Cette définition de l’Homme met en lumière deux conceptions : d’une part on affirme la continuité entre l’animal et l’Homme, nous sommes une espèce animale, mais d’autre part on souligne la discontinuité avec l’animal, notre émergence, l’humain représente l’espèce la plus évoluée, un humain est une personne. Ce sont ces deux ‘points de vue’, ceux de la continuité et de la discontinuité, que nous voulons analyser en examinant différentes possibilités pour chacun. Sur le plan théorique nous partirons de l’hypothèse que la continuité et la discontinuité peuvent chacune s’envisager sous deux formes. On peut en effet concevoir la continuité soit en naturalisant l’humain, soit en humanisant l’animal.

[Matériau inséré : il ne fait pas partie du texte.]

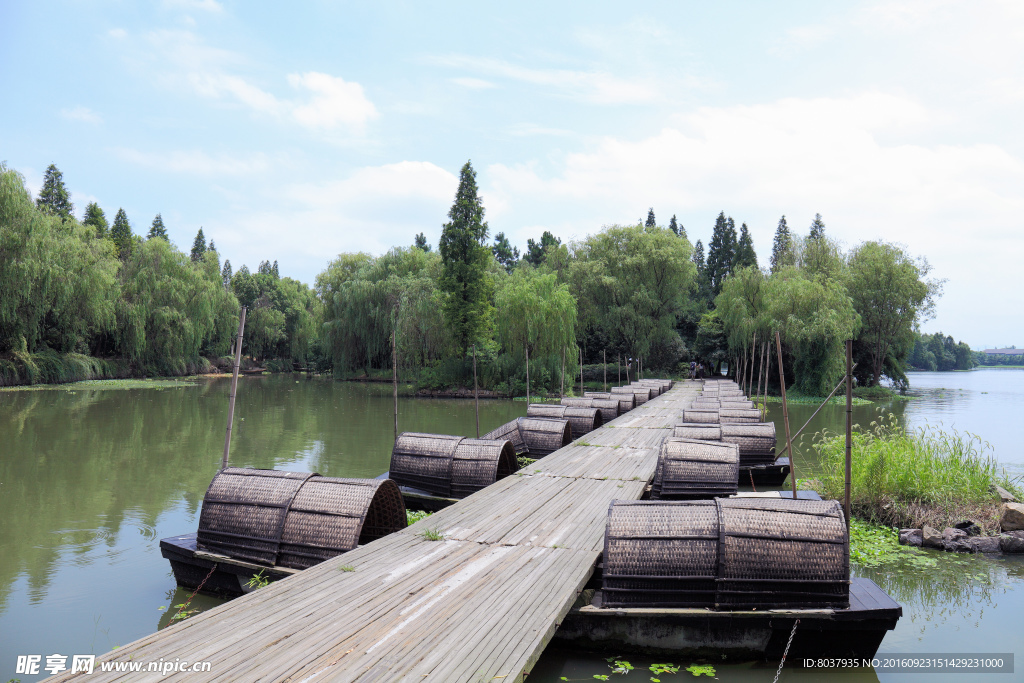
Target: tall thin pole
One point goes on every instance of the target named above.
(235, 386)
(476, 397)
(849, 428)
(394, 378)
(785, 416)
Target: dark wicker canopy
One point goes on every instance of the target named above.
(295, 519)
(627, 401)
(608, 407)
(694, 469)
(450, 466)
(726, 554)
(582, 420)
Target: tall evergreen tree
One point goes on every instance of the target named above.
(817, 227)
(781, 248)
(537, 252)
(225, 273)
(199, 247)
(745, 255)
(157, 229)
(504, 252)
(53, 197)
(121, 233)
(650, 218)
(464, 262)
(721, 252)
(95, 219)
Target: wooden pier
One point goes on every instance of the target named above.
(479, 605)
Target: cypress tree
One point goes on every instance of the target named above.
(817, 227)
(95, 219)
(199, 247)
(745, 255)
(464, 262)
(157, 229)
(781, 245)
(121, 233)
(53, 197)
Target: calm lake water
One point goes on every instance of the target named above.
(91, 479)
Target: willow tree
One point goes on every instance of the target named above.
(536, 314)
(633, 284)
(891, 292)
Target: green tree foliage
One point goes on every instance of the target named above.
(53, 198)
(57, 280)
(781, 248)
(536, 314)
(465, 260)
(537, 252)
(817, 227)
(199, 247)
(505, 253)
(721, 252)
(745, 256)
(157, 229)
(95, 219)
(891, 293)
(651, 221)
(633, 284)
(122, 235)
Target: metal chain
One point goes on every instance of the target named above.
(198, 589)
(792, 634)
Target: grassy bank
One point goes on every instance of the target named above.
(908, 479)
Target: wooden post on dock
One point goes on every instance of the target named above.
(849, 430)
(476, 397)
(235, 386)
(394, 378)
(785, 416)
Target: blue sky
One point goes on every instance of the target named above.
(298, 132)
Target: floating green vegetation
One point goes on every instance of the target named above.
(94, 385)
(910, 478)
(413, 516)
(875, 545)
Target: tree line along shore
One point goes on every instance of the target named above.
(84, 299)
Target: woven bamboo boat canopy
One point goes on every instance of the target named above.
(450, 466)
(726, 554)
(582, 420)
(295, 519)
(695, 469)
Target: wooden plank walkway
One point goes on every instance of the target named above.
(479, 605)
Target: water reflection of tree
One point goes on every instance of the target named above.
(961, 586)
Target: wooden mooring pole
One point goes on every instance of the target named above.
(476, 397)
(849, 430)
(235, 387)
(785, 416)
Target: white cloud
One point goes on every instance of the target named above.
(196, 162)
(83, 114)
(473, 83)
(333, 101)
(593, 86)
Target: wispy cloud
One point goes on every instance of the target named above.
(593, 86)
(83, 114)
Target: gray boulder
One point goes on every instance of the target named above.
(985, 544)
(1012, 542)
(1012, 516)
(910, 537)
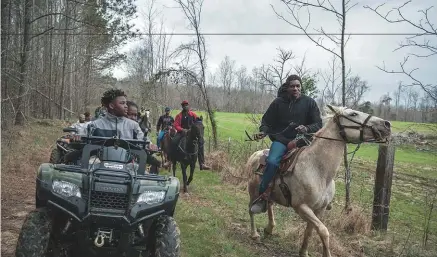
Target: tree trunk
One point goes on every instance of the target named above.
(64, 64)
(19, 117)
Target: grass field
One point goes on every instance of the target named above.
(214, 220)
(413, 185)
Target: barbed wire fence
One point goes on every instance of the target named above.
(413, 214)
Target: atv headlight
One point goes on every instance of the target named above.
(66, 188)
(151, 197)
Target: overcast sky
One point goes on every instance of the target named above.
(363, 53)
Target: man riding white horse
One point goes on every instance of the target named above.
(289, 114)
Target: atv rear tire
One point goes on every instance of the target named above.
(167, 238)
(55, 156)
(34, 235)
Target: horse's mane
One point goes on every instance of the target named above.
(329, 114)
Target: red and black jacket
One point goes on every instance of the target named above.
(184, 120)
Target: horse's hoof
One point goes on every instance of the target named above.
(256, 237)
(267, 232)
(303, 254)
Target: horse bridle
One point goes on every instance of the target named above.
(360, 127)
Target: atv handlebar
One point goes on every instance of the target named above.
(70, 130)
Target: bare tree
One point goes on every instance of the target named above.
(337, 44)
(194, 71)
(422, 45)
(355, 90)
(274, 75)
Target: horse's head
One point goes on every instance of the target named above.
(197, 129)
(358, 127)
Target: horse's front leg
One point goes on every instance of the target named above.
(184, 176)
(269, 229)
(174, 168)
(192, 167)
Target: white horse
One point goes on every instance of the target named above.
(311, 182)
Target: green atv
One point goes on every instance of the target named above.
(105, 206)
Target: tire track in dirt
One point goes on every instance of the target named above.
(26, 152)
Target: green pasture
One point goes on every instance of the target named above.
(218, 211)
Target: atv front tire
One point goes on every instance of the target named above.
(55, 156)
(167, 238)
(34, 235)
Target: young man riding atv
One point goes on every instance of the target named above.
(290, 106)
(182, 124)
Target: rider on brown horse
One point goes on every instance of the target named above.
(290, 107)
(163, 125)
(182, 124)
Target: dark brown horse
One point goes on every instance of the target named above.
(185, 152)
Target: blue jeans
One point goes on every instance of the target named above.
(277, 150)
(160, 137)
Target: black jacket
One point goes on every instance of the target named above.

Et la discontinuité, l’émergence de l’Homme, peut s’envisager elle en considérant que l’animal échappe aux contraintes spécifiques de l’humain et évite ainsi les risques de disfonctionnement que la complexité humaine génère, soit considérer que l’humain est supérieur à l’animal car il bénéficie d’avantages auxquels les animaux ne sauraient prétendre.

Dalila Bovet et Michel Kreutzer vont plus particulièrement étudier dans les mois qui viennent la pertinence des concepts d’esthétique et d’éthique appliqués à la vie de relation des animaux.